Love, Loss and What I Read: The 3 Books You *Need* to Read This Week
The appeal in sinking past the surface and finding out what’s underneath is strong and real. Intimate details and soul-searching confessions scratch that “need to know” itch. A carefully crafted disclosure, however, can also show us how an identity, and even a legend, can be constructed. This week’s books are all about the kind of discovery that comes from writing your own story. Read on for a spicy memoir from the famous host of Top Chef, a closer look into the life of the author to one of the most beloved children’s book series of all time and an explosive novel about female filmmakers and friendship.
1. Love, Loss, and What We Ate: A Memoir by Padma Lakshmi ($16): We all love Nora Ephron, and we all love food. (You could say you don’t, but you’d probably be lying.) In Ephron’s vein of witty, no-holds-barred confessional writing (like her script to Love, Loss, and What I Wore) comes a new book by Padma Lakshmi: Love, Loss, and What We Ate. Padma Lakshmi never quite felt at home in the world, constantly travelling from one place to another. She soon realized, however, that food was not only a great uniter of people, but the key to feeling most at home. Love, Loss, and What We Ate is Lakshmi’s ode to food, the strong women of her family and her unexpected journey from savoring her grandmother’s cooking in South India to critiquing the efforts of reality show hopefuls in Top Chef (where she still “eats everything”). In her unflinching memoir, Lakshmi chronicles her life as a model, cookbook writer and TV personality, her struggle with and work raising awareness about endometriosis and her doomed relationship with Salman Rushdie, her “fellow wanderer.” She focuses on the changing periods in her life and how they relate to her philosophy on food: Different people need different things (and different diets) at different times. Lakshmi’s writing is rich and decadent, and, like in Ephron’s iconic When Harry Met Sally, you’ll want to have what she’s having.
2. The Selected Letters of Laura Ingalls Wilder by William Anderson and Laura Ingalls Wilder ($17): Whether you read the Little House on the Prairie book series as a kid or watched Melissa Gilbert’s star turn in the TV show, you’re probably familiar with Laura Ingalls Wilder’s inspiring tales of a childhood spent as part of a settler’s family. These iconic stories tell of Wilder’s perseverance when faced with hard work, danger or the potential loss of her family’s crops and livelihood. Less well-known is her life as an adult. William Anderson has been writing about Wilder and Little House for over 20 years, and in The Selected Letters of Laura Ingalls Wilder, he’s collected and presented her essential correspondence for the first time. These letters form a nuanced record of over 60 years of Wilder’s life, detailing her personal relationships, writer’s philosophy and business dealings. It’s the adult sequel that you didn’t know existed to those childhood stories, including letters to her editor, Ursula Nordstrom, and daughter, writer Rose Wilder Lane. “One simply gets satiated with beauty,” Wilder writes; this beautiful collection should also satisfy your curiosity about everything else.

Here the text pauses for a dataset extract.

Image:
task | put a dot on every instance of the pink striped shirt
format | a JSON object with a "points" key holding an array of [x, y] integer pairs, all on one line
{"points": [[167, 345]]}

3. Innocents and Others by Dana Spiotta ($17): “What a mystery the way things act on us, like secret messages just to you as you sit in the dark.” We go from the unvarnished truth of Wilder’s letters to the secret messages of Dana Spiotta’s new novel, Innocents and Others. Spiotta follows two friends who are alike in ambition and passion but different in every other possible way, from their sex lives to the types of films they create. After getting major praise for her last novel, Stone Arabia, Spiotta takes us from the strange and wonderful world of 1980s Los Angeles to the ugly Internet comment boards of today, in telling the story of Meadow and Carrie: two filmmakers, long-time friends and potential rivals. While they’re close friends in high school, their choices bring them to very different places. Meadow claims to have had a post-high school affair with a famous director, drops out of school and makes experimental documentaries. Carrie takes the conventional route in school, marriage and art, directing comedies. But things take a turn when Jelly comes into their lives. She’s an intriguing older woman who cold-calls and seduces men over the phone in an unusual way: she listens.
Like one of Meadow’s hard-hitting documentaries, the unusually structured novel features quick cuts to all manner of monologues, vignettes, essays and commentary. Also, like a documentary, you’re never sure exactly what’s true, and what’s been creatively edited. “I don’t think of it as lying,” Spiotta writes. “I think of it as a little story I told about me, or what people want to think of me… It is much better as a lie.”